Assured by these tokens, and by the red light which began to flash
upon the houses on either side, that some of his friends were indeed
approaching, he begged a moment's shelter at a door which opened as he
passed, and running with some other persons to an upper window, looked
out upon the crowd.
They had torches among them, and the chief faces were distinctly
visible. That they had been engaged in the destruction of some building
was sufficiently apparent, and that it was a Catholic place of worship
was evident from the spoils they bore as trophies, which were easily
recognisable for the vestments of priests, and rich fragments of altar
furniture.

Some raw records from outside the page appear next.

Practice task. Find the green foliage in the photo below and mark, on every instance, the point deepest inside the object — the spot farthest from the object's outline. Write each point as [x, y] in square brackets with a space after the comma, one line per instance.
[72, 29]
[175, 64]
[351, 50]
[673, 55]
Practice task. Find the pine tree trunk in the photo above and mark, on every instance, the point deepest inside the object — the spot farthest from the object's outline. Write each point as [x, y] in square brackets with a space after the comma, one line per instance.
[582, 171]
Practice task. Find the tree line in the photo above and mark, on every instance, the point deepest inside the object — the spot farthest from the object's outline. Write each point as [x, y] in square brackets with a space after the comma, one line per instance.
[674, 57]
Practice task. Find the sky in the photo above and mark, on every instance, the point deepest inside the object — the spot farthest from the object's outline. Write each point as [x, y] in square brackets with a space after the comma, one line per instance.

Covered with soot, and dirt, and dust, and lime; their
garments torn to rags; their hair hanging wildly about them; their hands
and faces jagged and bleeding with the wounds of rusty nails; Barnaby,
Hugh, and Dennis hurried on before them all, like hideous madmen. After
them, the dense throng came fighting on: some singing; some shouting in
triumph; some quarrelling among themselves; some menacing the spectators
as they passed; some with great wooden fragments, on which they spent
their rage as if they had been alive, rending them limb from limb,
and hurling the scattered morsels high into the air; some in a drunken
state, unconscious of the hurts they had received from falling bricks,
and stones, and beams; one borne upon a shutter, in the very midst,
covered with a dingy cloth, a senseless, ghastly heap.